If it weren’t for the world of online dating I probably would never have enjoyed dinner with an attractive woman these past seven years.
In a sign of the times, these days it’s much easier to find a significant other you are passionate about and mesh with, than it is to find a job with these attributes.
Years ago newspapers were your main source for job listings as well as lonely hearts clubs, if you were both looking for work and a date.
Today there aren’t many job listings in the newspapers anymore and dating listings are mostly non-existent there, too. With the death of print and these once-patronized sources for occupations and romance, the online world is where it’s at.
Personally, working nights over the last decade left me no choice but to peruse what was available online in the form of female companionship. I wasn’t available to meet for dinner or drinks like most of the day shift working crowd, unless I took a vacation day or called in sick. I don’t take vacation days unless I’m planning some time off for something, and don’t use sick time of course, unless I’m truly ill.
My first foray into the world of online dating consisted of checking out the women seeking men listings on Craigslist. I can hear you groaning, Bob! Bob! Bob! But, don’t take pity on me; this was the pre-spambot Craigslist days of seven years ago when, although spambots were beginning to emerge, there were still enough listings from real people to make it a viable dating source.
You read the ads and listings and contacted the person if they sounded interesting.
I quickly found out online dating was a volume endeavor; I had to go out and meet a lot of women before I would find someone worth seeing again. I always felt online dating was a little sad because of this. I mean, I was usually grateful for the chance to meet women I would never meet otherwise. The sad part for me was the fact we were never going to see each other again—that’s a little sad, don’t you think? A couple of specks of pixie dust hastily crossing paths.
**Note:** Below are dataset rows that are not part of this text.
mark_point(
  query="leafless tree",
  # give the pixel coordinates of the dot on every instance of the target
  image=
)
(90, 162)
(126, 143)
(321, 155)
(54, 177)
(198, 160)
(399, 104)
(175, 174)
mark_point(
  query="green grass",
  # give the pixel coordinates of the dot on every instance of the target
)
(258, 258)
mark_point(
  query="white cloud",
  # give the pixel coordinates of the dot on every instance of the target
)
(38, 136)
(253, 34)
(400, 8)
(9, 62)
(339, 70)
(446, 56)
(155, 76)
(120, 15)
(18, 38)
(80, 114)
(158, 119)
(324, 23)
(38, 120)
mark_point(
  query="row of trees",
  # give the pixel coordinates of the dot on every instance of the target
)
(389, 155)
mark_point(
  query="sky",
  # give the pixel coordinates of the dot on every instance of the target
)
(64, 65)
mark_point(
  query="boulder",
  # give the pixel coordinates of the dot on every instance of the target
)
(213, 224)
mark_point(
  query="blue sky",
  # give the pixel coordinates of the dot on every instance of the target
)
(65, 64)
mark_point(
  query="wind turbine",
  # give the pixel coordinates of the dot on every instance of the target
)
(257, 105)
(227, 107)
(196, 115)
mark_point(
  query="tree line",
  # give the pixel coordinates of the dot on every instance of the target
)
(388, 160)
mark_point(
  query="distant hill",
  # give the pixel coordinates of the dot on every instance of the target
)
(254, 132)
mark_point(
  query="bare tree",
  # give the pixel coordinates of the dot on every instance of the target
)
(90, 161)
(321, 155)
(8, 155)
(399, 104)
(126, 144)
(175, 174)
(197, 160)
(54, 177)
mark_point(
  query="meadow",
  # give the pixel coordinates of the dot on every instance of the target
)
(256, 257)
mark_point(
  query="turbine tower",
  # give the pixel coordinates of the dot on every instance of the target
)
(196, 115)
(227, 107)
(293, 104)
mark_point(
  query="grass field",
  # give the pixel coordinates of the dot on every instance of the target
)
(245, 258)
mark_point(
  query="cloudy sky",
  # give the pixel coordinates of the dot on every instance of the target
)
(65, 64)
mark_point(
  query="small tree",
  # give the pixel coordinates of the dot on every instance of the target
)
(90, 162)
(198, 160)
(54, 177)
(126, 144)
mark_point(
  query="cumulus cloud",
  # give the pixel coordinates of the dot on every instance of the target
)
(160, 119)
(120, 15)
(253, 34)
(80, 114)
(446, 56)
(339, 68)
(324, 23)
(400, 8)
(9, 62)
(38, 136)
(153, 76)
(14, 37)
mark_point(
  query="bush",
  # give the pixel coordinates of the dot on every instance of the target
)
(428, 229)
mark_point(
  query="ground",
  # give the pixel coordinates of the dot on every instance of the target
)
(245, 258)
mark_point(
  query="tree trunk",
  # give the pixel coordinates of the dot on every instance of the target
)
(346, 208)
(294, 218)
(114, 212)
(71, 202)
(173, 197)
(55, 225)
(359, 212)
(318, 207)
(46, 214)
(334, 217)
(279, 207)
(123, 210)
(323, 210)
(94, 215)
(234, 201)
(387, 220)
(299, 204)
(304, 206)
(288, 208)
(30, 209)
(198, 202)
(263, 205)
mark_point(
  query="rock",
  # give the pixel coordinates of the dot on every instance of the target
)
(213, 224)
I know you’re probably thinking it’d be much sadder if I agreed to see someone again or became a thing with them, only to have it fail miserably—can’t argue with you there. Nevertheless, I occasionally met a nice enough woman to date for a while.
“Back at the ranch” and the jobs parallel…
While working for a public relations firm at the turn of the twenty-first century (doesn’t that sound galactic!) I had a co-worker tell me one of her near-term goals was to find her next job online. Like me, she had always found them through newspaper help wanted ads or by personally networking with friends and friends of friends. I think she found her boyfriend online, too, so she was going all-in with the online methodology for jobbing and mating.
I thought it would be cool to do the same. I had found the public relations job via a newspaper listing, but my present, second shift job was discovered while doing some good old-fashioned, up front and personal, non-social media, professional networking. Back in the day, you even used to be able to meet recruiters at job fairs and have them actually produce a viable lead, or better yet, a job offer! I don’t know how fruitful job fairs are nowadays. I suspect steady, over-eight-percent-and-climbing unemployment answers that one.
But I soon moved on from Craigslist. As the attack of the spambot zombies made Craigslist a wasteland for dating, it simultaneously became a source of plentiful job listings. It was no wonder newspapers couldn’t and can’t, compete with online equivalents for almost anything formerly found in them—news items included!
I migrated to Chemistry.com, met someone I dated for a while, and then went to Match.com and found someone there, too. I was burning through potential local paramours far more quickly than I would have liked to on Match, though. At the end of my original six months subscription, I took advantage of their “if you don’t meet someone special during the first six months, we’ll give you six months free!” promotion. Free is free after all.
After taking a short break from the dating scene after my Match relationship didn’t work out, I went online again and wanted something different. I found OKCupid.com and the love of my life.
I know online dating still makes some people wrinkle up their eyebrows when they hear its mention. For me, I believe it worked in part, because I was open to meeting someone outside my immediate geographic vicinity.
Yes, a long distance relationship is not for the meek or weak. But it can work, provided as in all good relationships, you love one another, are creative, care for and are committed to, each other.
Another thing easier, or at least to me, personally, about online dating, is that until you meet somebody compatible, you are the recipient as well as the bearer, of personal rejection notices. Compare this to online job searches where you are lucky to get an automated reply or form letter rejection acknowledgement of some kind, and its sting made that much greater by its cold, robotic and impersonal nature…
“Dear Robert…thanks for the lovely coffee meetup, but I don’t think there’s any chemistry between us. I hope you find someone special.”
As disappointing as that’s been at times to read over the years, it’s still far easier than many of us today who must all too often stomach, “Dear applicant, thank you for your submission for blah de blah woof woof. We are considering other candidates that more closely fit our needs at this time. We wish you every success in your search.”